Ever since he disappeared, I've been doing some research. It was a shock when I found out that the day Alfred had approached and started talking to me, he shouldn't have physically been able to do so.
You see, that was the day Alfred died.
The trams hadn't just been running late. There had been an accident. An Adult male had been hit by an oncoming tram whilst standing on the tracks. There were reports of it being a suicide, and those suspicions aren't just guesswork.
Almost a decade ago, from the day of Alfred's death, two boys had been playing along the train tracks. Apparently, it was Alfred and his brother in law, Matthew.
Alfred, a small child, had dropped the crucifix his mother had given him while they were playing, and had stopped to search for it, with Matthew's help. Despite their combined efforts, the necklace wasn't found, and they both realised the tram heading straight for them too late.

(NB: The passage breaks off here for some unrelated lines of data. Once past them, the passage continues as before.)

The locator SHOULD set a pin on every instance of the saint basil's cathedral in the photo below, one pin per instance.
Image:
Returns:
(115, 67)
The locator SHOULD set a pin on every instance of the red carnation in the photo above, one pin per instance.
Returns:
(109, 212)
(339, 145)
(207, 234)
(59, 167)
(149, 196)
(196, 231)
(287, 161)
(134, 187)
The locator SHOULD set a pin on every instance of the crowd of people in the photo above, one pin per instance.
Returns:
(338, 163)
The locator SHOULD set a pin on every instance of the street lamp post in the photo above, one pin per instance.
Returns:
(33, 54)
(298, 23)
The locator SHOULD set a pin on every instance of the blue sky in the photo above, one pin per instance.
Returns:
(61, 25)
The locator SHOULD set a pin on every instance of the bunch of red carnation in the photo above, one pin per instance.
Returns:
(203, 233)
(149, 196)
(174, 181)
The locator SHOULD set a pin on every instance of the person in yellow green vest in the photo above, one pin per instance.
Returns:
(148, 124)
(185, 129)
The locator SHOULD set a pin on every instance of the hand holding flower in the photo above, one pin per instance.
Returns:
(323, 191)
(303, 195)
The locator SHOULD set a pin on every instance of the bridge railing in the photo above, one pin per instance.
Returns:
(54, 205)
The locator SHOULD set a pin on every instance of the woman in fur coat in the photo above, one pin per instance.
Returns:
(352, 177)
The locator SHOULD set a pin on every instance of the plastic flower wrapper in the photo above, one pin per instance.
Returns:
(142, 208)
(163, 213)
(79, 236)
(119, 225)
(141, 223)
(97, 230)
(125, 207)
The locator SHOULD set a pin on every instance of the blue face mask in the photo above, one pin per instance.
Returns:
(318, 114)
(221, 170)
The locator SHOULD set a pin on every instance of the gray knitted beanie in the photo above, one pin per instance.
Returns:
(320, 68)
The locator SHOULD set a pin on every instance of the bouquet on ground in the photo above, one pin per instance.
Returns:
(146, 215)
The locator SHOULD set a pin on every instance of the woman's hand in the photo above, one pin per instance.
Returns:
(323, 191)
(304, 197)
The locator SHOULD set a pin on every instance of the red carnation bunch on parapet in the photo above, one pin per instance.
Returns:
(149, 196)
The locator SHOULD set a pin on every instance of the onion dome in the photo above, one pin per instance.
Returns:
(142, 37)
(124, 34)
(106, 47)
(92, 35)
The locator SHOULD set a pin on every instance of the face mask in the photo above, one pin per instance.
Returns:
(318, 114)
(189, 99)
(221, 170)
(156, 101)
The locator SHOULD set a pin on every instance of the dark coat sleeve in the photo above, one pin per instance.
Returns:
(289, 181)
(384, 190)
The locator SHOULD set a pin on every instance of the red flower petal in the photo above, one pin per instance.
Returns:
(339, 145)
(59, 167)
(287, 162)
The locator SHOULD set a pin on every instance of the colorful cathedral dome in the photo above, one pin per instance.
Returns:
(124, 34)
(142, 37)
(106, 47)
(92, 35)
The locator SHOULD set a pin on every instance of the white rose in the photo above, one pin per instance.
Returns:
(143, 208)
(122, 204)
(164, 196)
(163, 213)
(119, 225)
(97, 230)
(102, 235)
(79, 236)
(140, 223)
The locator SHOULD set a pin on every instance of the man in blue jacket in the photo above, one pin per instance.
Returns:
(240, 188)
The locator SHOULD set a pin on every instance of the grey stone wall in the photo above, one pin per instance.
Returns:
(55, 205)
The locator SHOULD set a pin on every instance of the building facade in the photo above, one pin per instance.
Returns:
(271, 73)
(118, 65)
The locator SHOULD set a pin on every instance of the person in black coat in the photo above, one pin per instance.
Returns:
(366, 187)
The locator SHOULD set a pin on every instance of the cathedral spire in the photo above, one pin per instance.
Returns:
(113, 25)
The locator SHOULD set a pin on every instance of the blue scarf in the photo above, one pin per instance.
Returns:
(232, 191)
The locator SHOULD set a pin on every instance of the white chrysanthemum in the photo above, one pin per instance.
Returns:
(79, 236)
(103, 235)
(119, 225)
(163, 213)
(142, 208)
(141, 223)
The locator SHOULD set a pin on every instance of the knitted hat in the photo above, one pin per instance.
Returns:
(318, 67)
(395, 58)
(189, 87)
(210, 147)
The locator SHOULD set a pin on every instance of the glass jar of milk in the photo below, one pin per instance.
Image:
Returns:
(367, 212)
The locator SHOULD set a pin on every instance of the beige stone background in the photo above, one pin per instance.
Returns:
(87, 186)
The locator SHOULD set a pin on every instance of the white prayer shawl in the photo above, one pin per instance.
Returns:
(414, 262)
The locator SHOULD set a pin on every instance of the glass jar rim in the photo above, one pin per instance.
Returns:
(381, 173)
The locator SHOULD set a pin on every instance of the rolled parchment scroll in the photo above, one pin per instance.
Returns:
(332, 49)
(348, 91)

Matthew had shoved his brother out of the way, saving his life but giving up his own.
I may be just guessing, but I don't think Alfred committed suicide that night. He was searching for something, the object that caused the death of his younger brother; the necklace that he presented to me as a gift.
I don't know why he chose me in the first place. All those small gifts- had he been meaning to give it to me all this time? I have no idea, and no way to answer that question. Perhaps it really had been a suicide, and he'd simply come back to give the necklace away…to prove he 'existed'.
I know I won't ever receive an answer, and sadly, life just goes on. But a simple fact remains:
I was kissed by a dead man whose reason for being is hanging around my neck, forever tainted with his regret.